Objection 1: It would seem that this is false: "Christ as Man is a creature," or "began to be."
For nothing in Christ is created except the human nature.
But this is false: "Christ as Man is the human nature."
Therefore this is also false; Christ as Man is a creature.
Objection 2: Further, the predicate is predicated of the term placed in reduplication, rather than of the subject of the proposition; as when I say: "A body as colored is visible," it follows that the colored is visible.
But as stated ( AA , 9) we must not absolutely grant that "the Man Christ is a creature"; nor consequently that "Christ as Man is a creature."
Objection 3: Further, whatever is predicated of a man as man is predicated of him "per se" and simply, for "per se" is the same as "inasmuch as itself," as is said Metaph. v, text. 23.
But this is false: "Christ as Man is per se and simply a creature."
Hence this, too, is false; "Christ as Man is a creature."
On the contrary, Whatever is, is either Creator or creature.
But this is false: "Christ as Man is Creator."
Therefore this is true: "Christ as Man is a creature."
I answer that, When we say "Christ as Man" this word "man" may be added in the reduplication, either by reason of the suppositum or by reason of the nature.
If it be added by reason of the suppositum, since the suppositum of the human nature in Christ is eternal and uncreated, this will be false: "Christ as Man is a creature."
But if it be added by reason of the human nature, it is true, since by reason of the human nature or in the human nature, it belongs to Him to be a creature, as was said  (A ).
It must however be borne in mind that the term covered by the reduplication signifies the nature rather than the suppositum, since it is added as a predicate, which is taken formally, for it is the same to say "Christ as Man" and to say "Christ as He is a Man."
Hence this is to be granted rather than denied: "Christ as Man is a creature."
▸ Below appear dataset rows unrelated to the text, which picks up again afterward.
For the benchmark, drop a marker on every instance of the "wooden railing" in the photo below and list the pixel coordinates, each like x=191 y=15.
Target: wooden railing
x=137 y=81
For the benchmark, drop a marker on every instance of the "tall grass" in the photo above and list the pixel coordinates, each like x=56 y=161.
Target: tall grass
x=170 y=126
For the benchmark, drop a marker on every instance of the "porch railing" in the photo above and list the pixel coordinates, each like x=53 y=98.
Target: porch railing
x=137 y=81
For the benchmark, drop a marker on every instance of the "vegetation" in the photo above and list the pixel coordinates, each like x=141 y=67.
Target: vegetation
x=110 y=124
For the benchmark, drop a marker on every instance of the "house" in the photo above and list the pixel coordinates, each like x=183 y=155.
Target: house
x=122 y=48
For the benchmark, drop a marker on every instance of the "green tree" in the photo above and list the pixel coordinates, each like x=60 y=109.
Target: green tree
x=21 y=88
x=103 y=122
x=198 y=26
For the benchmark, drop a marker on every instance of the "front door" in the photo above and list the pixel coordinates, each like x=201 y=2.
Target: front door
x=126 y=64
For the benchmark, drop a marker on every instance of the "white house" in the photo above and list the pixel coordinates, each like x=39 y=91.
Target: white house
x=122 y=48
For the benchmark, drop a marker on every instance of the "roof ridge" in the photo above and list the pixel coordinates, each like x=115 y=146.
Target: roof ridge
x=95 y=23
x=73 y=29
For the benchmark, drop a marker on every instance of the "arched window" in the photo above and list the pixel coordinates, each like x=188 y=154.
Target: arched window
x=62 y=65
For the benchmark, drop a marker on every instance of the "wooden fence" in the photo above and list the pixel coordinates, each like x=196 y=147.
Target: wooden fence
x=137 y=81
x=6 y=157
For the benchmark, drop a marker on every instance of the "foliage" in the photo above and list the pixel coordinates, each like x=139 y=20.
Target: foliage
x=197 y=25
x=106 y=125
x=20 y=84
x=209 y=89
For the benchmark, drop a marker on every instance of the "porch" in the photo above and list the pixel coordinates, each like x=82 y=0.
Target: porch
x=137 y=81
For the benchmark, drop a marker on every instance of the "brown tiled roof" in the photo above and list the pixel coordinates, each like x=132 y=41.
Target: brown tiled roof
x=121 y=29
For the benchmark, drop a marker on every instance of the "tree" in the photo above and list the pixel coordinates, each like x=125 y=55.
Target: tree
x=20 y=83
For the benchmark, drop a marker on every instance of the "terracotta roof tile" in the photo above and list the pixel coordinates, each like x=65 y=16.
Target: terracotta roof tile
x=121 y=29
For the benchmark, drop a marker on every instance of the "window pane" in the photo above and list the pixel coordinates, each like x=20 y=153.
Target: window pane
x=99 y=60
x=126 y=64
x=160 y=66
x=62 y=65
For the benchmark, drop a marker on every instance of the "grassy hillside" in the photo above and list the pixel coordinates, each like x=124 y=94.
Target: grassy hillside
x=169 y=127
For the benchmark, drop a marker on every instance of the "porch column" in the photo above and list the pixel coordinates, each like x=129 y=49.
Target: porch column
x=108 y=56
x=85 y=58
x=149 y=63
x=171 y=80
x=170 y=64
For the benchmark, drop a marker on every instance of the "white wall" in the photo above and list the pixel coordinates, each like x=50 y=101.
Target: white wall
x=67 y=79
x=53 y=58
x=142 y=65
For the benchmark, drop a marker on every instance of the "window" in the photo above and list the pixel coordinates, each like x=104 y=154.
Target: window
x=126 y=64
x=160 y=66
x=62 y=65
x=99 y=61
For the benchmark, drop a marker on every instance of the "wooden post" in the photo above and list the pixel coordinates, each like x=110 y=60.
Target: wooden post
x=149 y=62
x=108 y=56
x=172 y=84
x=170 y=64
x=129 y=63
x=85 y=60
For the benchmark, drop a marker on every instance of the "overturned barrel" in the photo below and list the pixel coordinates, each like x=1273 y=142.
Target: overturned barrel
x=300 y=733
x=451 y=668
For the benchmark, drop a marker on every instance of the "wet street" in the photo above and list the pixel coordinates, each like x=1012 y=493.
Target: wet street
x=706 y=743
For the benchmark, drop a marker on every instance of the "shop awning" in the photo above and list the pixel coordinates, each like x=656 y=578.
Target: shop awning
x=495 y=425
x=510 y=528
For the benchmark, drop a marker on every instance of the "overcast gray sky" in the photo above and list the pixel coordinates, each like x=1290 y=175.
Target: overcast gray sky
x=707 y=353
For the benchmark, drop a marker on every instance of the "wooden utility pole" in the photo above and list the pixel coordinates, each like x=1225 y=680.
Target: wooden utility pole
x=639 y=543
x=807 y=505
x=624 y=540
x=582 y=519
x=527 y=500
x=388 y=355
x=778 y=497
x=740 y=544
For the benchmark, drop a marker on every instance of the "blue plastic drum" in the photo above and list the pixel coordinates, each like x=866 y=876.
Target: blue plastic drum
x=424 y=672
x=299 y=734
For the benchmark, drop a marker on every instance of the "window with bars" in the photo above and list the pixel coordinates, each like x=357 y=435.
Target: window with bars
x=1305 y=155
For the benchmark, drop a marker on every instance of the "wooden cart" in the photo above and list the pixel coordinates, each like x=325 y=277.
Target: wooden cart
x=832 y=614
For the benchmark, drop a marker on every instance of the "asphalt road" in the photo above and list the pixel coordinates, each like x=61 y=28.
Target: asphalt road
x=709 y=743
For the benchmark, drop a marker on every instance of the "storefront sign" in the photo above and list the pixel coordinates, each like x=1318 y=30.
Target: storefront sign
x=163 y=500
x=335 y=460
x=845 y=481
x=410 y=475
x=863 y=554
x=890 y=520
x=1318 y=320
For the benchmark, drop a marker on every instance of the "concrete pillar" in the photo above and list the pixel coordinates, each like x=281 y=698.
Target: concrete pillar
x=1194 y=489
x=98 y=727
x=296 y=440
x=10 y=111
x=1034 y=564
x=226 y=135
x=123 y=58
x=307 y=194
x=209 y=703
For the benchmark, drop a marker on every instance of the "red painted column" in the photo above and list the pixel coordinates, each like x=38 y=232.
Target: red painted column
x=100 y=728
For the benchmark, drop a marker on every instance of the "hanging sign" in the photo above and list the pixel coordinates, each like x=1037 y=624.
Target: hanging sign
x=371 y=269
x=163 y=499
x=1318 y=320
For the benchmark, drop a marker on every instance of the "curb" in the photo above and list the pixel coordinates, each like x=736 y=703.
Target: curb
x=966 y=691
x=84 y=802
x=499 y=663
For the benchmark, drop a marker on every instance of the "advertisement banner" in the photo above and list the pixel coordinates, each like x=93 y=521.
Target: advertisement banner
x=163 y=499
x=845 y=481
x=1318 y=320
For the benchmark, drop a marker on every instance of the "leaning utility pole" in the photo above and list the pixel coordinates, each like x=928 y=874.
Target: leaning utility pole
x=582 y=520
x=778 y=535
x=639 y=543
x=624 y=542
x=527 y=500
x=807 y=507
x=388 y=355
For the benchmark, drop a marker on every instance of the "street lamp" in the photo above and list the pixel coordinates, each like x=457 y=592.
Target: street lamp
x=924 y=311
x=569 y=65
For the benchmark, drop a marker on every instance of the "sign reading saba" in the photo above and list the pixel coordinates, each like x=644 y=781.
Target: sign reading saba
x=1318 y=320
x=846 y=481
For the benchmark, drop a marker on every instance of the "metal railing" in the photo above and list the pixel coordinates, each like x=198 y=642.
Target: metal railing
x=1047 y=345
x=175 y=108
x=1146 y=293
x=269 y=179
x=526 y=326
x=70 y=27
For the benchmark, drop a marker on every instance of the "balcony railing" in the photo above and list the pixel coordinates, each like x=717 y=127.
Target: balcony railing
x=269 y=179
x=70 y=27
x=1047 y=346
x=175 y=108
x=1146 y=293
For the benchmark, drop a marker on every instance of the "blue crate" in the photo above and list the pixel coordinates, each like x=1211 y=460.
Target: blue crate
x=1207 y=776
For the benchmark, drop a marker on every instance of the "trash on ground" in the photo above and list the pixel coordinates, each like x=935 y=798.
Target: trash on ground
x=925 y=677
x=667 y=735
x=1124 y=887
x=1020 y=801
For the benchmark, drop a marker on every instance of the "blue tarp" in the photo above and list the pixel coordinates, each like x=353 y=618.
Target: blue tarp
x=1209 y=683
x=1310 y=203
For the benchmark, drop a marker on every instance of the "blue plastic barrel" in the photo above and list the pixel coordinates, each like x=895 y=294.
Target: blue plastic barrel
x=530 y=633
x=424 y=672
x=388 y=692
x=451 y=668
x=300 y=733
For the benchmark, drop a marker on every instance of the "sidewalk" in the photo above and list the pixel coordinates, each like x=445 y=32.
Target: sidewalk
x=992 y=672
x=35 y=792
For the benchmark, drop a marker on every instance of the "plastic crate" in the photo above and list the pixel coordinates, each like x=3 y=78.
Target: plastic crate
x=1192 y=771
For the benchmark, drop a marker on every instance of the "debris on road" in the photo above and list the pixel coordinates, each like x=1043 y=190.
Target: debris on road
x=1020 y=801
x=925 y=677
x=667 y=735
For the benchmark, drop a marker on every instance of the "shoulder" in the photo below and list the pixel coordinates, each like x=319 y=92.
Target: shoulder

But if something further be added whereby [the term covered by the reduplication] is attracted to the suppositum, this proposition is to be denied rather than granted, for instance were one to say: "Christ as'this'Man is a creature."
Reply to Objection 1: Although Christ is not the human nature, He has human nature.
Now the word "creature" is naturally predicated not only of abstract, but also of concrete things; since we say that "manhood is a creature" and that "man is a creature."
Reply to Objection 2: Man as placed in the subject refers to the suppositum -- and as placed in the reduplication refers to the nature, as was stated above.
And because the nature is created and the suppositum uncreated, therefore, although it is not granted that "this man is a creature," yet it is granted that "Christ as Man is a creature."
Reply to Objection 3: It belongs to every man who is a suppositum of human nature alone to have his being only in human nature.
Hence of every such suppositum it follows that if it is a creature as man, it is a creature simply.
But Christ is a suppositum not merely of human nature, but also of the Divine Nature, in which He has an uncreated being.
Hence it does not follow that, if He is a creature as Man, He is a creature simply.